Just after the new year here at Gnaraloo, the internet went on holiday. It did not tell anyone, where it was going, or for how long, and with no phone service here, we spent quite some time just living in our little bubble of desert, ocean and turtles. About three weeks into our internet detox a print-out of an email mysteriously made it’s way into cabin two. The print-out informed us that the two turtles we had satellite tagged earlier in the season had returned to Gnaraloo Bay to nest again, and we could expect them to nest in the next three nights. Very keen to see our “babies” again, Simone and I decided to go out on Night Survey that evening. Another driving factor for missing a night of sleep was that some of our Sampled Nests were due to hatch, and having never worked a nesting beach before, seeing one would be a first for me. Having said this, we’ve had a relatively cool summer, which would lend it self to longer incubation periods. So while still optimistic, I did not get my hopes up too much.
Not having been on Night Surveys for over a month, I had to remind my-self of the protocol and that perhaps I would not need to pack my hat and sunglasses. Once properly attired, we made our way to the beach and began our peaceful and dark walk. It was not long before we came across our first turtle. We stood quietly and watched her emerge. From a distance, she had no signs of being one of our satellite turtles, but we were excited all the same. It had been over a month since we had been out on Night Survey and I really missed it. There is something fantastic about being on the beach at night and something even more fantastic about having the privilege to watch turtles nest on the beach at night. We sat and waited as she made the slow trek up the beach. Simone then crawled up for a closer look and came back with a great big smile on her face, “It’s Baiyungu” (the second of our satellite tagged turtles), she said. Once the turtle had settled into nesting, we checked to see how our handy work had help up. The satellite tag was still fixed securely to her carapace, and the large B we had painted on her shell still brightly showed. She laid a total of 119 eggs and we left her to camouflage her nest.
We continued along the beach checking nests as we went, all appeared dormant, until we reached Sampled Nest stake number 35. There was a small depression in the sand in front of the stake and some ghost crabs (Ocypode convexa) digging around it. Simone touched the surface of the depression to see if the sand was soft, a sign of a nest hatching. For the second time that evening she turned to me with a great big smile, and she excitedly whispered the words “there’s a baby”. Like some sort of possessed person, I just sat, right then and there, and stared at the sand. Simone graciously left me in my trance state to continue the survey, so that no mother turtles were missed.
Much like the saying; a watched pot never boils, a watched nest, takes quite some time to hatch. It was almost an hour later (and I don’t think I moved that whole time) when a tiny, little nose poked through the surface of the sand, followed by two impossibly small flippers. I quickly radioed Simone and she was only about 50 m away and ran up to the Nest to watch with me. We walked each side of the hatchling as it made what seemed like an impossibly far journey for something so unbelievably small. At the waters edge, the first small ripple of water came up to the hatchling and all of a sudden there was a flash and it disappeared. It was a crab, we turned on our lights, and chased it down. Simone picked up the crab and shook it until it’s big claws released, and it dropped the hatchling. Only one had come out of the nest and it was our first, so we had to make sure it made it to the ocean. This time we paid closer attention to the hatchling and watched until it had well and truly swum away. Safe to say it was a successful night and well worth the loss of sleep.

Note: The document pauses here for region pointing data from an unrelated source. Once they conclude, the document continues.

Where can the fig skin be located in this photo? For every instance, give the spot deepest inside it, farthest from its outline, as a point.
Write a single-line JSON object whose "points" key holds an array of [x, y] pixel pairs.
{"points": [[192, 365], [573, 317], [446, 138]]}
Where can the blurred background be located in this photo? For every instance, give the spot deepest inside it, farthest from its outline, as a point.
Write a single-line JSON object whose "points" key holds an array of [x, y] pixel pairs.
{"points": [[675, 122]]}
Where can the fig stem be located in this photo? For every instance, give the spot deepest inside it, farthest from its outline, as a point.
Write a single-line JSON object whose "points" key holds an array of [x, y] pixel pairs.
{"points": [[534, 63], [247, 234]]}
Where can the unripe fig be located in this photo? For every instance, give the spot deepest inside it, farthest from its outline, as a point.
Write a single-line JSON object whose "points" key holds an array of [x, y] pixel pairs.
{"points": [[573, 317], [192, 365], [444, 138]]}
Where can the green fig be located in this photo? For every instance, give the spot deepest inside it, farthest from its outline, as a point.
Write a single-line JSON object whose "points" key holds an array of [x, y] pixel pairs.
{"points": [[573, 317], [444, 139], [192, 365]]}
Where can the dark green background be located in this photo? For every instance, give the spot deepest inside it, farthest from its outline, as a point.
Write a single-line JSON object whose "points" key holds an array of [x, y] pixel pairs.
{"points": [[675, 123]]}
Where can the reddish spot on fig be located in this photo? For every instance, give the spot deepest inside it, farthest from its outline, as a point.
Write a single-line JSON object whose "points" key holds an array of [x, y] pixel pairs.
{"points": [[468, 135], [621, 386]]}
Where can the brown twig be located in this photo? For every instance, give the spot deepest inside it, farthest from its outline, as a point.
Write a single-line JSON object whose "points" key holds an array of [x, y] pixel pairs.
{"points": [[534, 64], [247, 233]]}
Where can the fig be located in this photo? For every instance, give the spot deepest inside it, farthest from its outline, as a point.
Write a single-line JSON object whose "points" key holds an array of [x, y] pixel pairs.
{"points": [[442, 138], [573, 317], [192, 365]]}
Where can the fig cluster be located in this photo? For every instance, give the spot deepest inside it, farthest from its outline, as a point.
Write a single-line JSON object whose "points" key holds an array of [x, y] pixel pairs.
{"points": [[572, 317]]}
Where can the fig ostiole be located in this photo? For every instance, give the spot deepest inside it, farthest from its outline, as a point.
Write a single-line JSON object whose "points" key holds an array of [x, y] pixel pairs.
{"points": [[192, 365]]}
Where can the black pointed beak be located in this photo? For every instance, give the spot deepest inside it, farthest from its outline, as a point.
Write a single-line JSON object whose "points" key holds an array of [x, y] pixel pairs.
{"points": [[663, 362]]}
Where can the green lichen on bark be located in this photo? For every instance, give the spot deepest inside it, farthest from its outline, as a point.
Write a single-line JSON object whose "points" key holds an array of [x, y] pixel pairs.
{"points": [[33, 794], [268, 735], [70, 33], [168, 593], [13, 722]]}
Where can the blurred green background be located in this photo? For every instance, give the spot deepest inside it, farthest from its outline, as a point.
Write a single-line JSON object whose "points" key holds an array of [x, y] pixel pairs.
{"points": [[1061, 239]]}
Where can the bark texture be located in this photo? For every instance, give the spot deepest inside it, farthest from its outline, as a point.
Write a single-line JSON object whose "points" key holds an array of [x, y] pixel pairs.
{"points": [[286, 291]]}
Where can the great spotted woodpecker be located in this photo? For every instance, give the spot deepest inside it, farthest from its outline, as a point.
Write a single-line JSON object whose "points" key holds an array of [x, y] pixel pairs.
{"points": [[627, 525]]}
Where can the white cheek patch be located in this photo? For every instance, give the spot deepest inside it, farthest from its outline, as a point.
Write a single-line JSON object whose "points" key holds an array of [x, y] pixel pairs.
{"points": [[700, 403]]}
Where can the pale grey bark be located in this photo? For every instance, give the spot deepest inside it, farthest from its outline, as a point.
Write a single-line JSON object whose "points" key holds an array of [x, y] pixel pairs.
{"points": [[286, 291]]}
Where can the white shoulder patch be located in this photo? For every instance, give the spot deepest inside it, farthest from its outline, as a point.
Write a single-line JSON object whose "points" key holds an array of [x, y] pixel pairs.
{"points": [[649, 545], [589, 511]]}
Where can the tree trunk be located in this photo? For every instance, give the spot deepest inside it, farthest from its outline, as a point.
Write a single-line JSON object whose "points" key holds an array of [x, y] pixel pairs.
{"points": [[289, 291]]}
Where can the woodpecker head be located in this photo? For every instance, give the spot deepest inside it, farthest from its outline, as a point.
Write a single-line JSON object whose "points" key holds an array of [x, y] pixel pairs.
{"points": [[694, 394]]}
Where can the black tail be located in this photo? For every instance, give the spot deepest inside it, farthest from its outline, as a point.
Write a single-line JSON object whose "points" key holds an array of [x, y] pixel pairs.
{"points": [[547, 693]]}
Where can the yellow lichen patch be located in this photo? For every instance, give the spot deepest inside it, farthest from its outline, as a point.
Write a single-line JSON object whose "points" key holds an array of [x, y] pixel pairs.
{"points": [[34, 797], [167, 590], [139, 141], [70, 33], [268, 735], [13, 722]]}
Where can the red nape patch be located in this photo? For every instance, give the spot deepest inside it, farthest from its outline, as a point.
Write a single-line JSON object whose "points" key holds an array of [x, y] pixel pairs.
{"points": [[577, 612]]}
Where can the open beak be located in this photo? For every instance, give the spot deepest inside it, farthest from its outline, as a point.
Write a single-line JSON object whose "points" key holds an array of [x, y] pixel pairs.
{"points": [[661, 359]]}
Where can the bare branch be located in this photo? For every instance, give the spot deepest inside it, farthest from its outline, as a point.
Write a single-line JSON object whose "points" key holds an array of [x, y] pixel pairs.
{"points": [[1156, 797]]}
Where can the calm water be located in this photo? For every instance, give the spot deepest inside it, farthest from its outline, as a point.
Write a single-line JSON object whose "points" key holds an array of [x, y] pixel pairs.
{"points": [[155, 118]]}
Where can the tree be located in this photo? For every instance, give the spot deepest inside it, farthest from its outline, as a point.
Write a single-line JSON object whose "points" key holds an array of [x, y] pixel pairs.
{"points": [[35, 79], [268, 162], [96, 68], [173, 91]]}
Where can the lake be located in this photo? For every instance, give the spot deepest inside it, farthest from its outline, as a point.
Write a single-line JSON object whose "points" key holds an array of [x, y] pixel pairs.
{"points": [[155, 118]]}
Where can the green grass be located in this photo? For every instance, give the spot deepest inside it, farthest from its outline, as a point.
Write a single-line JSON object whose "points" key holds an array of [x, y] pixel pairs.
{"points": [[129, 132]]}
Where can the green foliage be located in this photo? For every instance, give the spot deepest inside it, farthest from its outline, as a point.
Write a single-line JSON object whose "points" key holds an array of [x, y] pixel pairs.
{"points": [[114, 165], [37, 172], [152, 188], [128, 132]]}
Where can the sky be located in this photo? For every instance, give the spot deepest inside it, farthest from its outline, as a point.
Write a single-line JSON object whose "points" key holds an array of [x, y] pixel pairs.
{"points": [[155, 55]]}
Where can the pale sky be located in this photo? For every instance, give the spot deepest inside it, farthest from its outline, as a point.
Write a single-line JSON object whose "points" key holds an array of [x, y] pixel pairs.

As it would happen, my luck with hatchlings would not run out there. To date, during my Day Surveys, I have seen hatchlings from a total of 7 Nest, with between 1 and 40 hatchlings emerging and making the race to the ocean each time. And each time I run back and forth shooing away crabs and birds like a grandma with a broom. While I have yet to see a full nest hatch (this is usually around 100 hatchlings emerging at the same time), I feel incredibly privileged to have been a part of and witnessed, something that most people will never see in their life time. Each day I continue to keep my fingers crossed that I will see a full nest before the end of the season.